Mr. Reynolds added: “But I think to say, 'We'll never make an acquisition,' is too big a statement to make.”
The combined record-keeping business will have $387 billion in assets under administration for 6.8 million participants, according to Pensions & Investments data. That makes Great-West Financial, Greenwood Village, Colo., second only to Fidelity Investments, Boston, which had $1.3 trillion in AUA and 16.7 million participants as of Sept. 30, P&I survey data show.
“They've got a long way to go to make it to that No. 1 spot,” said Rick Meigs, founder and president of 401khelpcenter.com, LLC in Portland, Ore. But he added: “Fidelity's been in a bit of a malaise of late. A general sentiment among industry insiders is that Fidelity lacks direction and focus, thus no clear vision of where it should be a player.”
He also said he's “sure” that Great-West will make more acquisitions.
Steve Patterson, executive vice president of sales for workplace investing at Fidelity Investments, told P&I: “Our commitment to retirement services has never been better. Our clients don't care if we're the biggest, they want the best fit for their specific needs.”
He noted that in 2013 Fidelity retained 98.7% of its DC clients and won $45 billion in commitments from 1,700 new customers, and is “on a similar pace for 2014.”
“Our results speak for themselves,” said Mr. Patterson. “Nobody comes even close.”
On the asset management side, Great-West/Putnam isn't making any acquisitions but isn't abandoning plans to increase assets under management, Mr.

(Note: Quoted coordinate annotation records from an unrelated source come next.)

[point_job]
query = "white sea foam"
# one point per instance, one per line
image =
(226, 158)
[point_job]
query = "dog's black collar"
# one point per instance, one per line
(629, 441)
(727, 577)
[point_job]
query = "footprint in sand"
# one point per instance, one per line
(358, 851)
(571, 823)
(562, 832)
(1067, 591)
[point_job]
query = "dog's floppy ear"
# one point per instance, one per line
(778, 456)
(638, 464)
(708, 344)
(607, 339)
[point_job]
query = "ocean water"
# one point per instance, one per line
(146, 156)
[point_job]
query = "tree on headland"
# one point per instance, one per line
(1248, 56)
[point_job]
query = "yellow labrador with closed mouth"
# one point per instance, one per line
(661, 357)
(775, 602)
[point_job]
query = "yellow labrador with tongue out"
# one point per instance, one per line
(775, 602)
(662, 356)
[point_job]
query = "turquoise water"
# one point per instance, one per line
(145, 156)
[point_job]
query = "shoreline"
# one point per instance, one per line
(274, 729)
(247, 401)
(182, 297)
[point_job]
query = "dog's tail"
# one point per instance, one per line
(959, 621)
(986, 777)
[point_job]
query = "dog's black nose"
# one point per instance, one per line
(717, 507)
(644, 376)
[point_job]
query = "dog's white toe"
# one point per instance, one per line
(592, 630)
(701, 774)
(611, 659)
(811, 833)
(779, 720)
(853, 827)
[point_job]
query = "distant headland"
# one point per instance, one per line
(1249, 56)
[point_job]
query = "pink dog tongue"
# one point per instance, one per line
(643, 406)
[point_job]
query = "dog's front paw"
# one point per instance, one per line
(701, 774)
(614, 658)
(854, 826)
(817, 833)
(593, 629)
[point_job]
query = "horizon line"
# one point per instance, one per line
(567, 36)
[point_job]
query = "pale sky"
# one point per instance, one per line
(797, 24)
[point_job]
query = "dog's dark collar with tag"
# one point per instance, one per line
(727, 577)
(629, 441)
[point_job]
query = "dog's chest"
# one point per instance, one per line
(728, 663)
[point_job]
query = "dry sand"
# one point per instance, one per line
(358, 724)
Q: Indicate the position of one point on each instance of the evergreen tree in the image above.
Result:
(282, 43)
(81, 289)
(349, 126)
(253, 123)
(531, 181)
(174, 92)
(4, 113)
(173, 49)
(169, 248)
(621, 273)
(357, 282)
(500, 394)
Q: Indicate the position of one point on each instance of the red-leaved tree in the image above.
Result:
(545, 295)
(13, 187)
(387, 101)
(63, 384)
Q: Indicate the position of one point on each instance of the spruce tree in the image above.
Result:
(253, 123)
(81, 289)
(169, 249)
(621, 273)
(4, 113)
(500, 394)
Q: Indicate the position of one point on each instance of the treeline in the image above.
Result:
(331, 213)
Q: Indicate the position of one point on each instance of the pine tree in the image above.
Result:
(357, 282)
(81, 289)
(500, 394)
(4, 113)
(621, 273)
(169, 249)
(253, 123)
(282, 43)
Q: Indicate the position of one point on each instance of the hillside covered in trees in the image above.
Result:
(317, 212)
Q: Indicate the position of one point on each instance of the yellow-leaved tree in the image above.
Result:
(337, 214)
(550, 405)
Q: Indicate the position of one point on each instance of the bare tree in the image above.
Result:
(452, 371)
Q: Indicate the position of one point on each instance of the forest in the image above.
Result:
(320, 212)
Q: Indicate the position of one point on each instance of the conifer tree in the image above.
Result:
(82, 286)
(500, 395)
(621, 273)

Reynolds said.
“We're concurrently growing our money management business,” he added.
Great-West Lifeco has $468.21 billion in AUM; Great-West Financial had $59.4 billion in AUM at Dec. 31.

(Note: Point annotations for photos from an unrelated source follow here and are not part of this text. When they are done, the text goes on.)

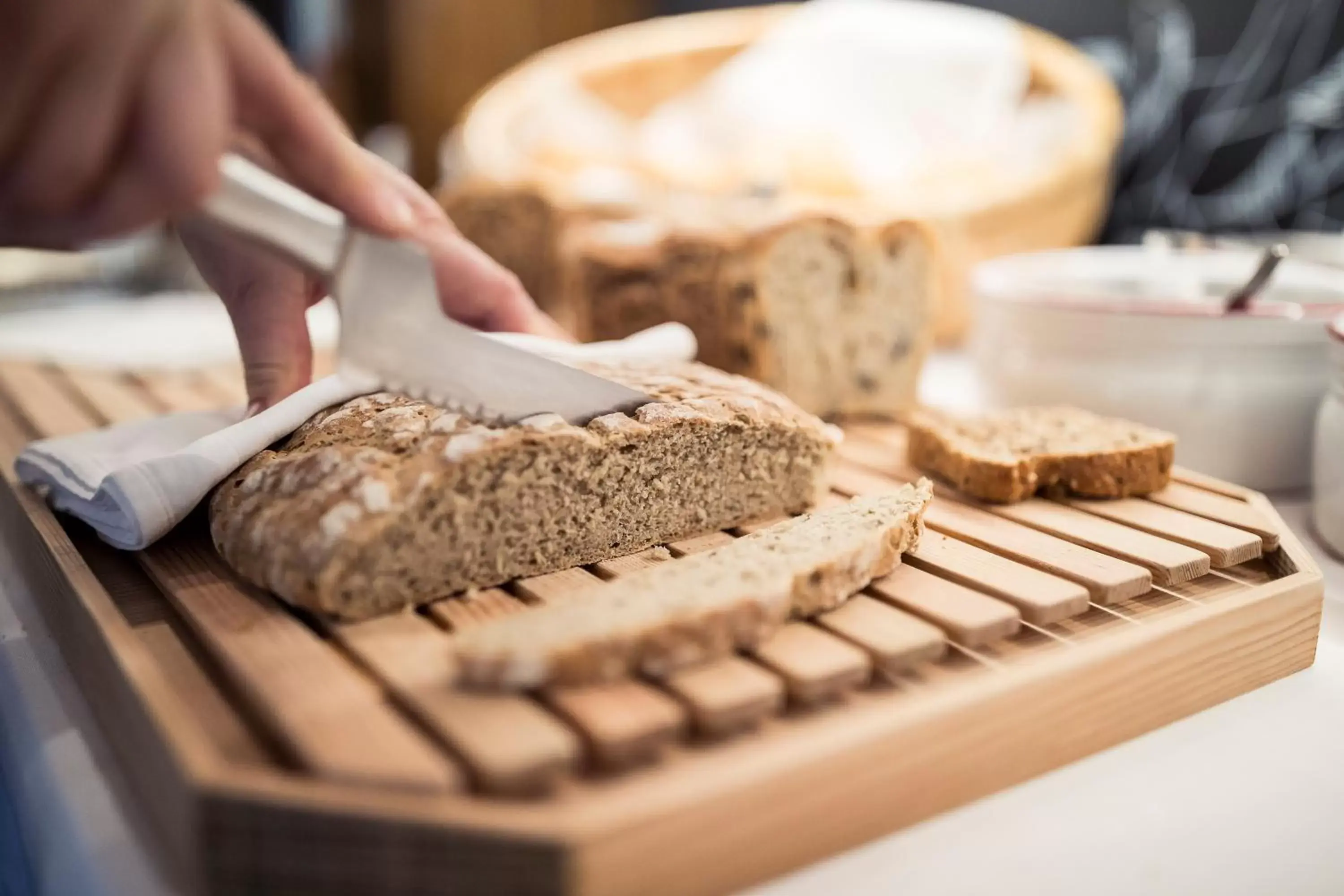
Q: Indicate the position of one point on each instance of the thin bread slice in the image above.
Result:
(702, 606)
(1010, 456)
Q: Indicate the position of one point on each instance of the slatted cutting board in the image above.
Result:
(275, 751)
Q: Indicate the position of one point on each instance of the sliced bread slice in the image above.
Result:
(1010, 456)
(703, 606)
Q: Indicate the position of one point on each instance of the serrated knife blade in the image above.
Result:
(392, 326)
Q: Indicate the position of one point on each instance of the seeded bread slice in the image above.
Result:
(702, 606)
(836, 316)
(1010, 456)
(389, 501)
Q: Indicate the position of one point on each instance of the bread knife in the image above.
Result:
(392, 326)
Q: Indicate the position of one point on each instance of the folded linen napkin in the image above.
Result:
(136, 481)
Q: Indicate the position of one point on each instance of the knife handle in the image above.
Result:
(257, 205)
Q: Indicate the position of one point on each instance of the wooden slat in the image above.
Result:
(1097, 621)
(178, 392)
(1223, 544)
(319, 706)
(556, 586)
(815, 665)
(748, 528)
(1041, 598)
(1170, 562)
(728, 695)
(1219, 508)
(472, 609)
(1209, 587)
(624, 723)
(621, 723)
(968, 617)
(638, 562)
(220, 720)
(1107, 578)
(897, 641)
(507, 742)
(111, 396)
(39, 397)
(1207, 482)
(699, 543)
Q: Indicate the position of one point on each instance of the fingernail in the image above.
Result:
(396, 210)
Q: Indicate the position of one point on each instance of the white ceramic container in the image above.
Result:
(1328, 466)
(1142, 334)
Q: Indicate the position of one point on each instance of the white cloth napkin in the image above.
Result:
(136, 481)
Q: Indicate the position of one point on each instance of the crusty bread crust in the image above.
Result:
(701, 607)
(1011, 456)
(835, 315)
(389, 501)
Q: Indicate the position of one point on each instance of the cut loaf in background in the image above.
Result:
(835, 316)
(389, 501)
(699, 607)
(1010, 456)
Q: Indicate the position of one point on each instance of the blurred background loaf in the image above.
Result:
(517, 190)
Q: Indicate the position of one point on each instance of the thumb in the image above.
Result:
(267, 302)
(272, 328)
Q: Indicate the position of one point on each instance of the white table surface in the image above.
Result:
(1242, 800)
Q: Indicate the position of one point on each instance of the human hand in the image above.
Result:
(113, 116)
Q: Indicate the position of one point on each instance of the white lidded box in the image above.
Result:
(1328, 473)
(1142, 334)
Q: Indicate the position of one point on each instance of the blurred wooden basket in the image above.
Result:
(503, 199)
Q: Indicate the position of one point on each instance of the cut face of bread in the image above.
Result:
(389, 501)
(1012, 454)
(702, 606)
(835, 316)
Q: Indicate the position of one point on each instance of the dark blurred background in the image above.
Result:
(1234, 107)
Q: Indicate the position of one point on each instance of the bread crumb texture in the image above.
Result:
(699, 607)
(386, 501)
(1010, 456)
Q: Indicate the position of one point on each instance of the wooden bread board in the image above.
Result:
(279, 753)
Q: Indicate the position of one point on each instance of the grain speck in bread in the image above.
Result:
(1010, 456)
(388, 501)
(699, 607)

Putnam had $150 billion in assets under management at Dec. 31, according to spokes- man Jon Goldstein. Of that, $73 billion was institutional. That's an increase of 17% in total assets from a year earlier, 10.5% in institutional.
The firm had $128.3 billion in AUM ($66.07 billion institutional) at Dec. 31, 2012, and $116.66 billion in AUM ($45.12 institutional) a year earlier.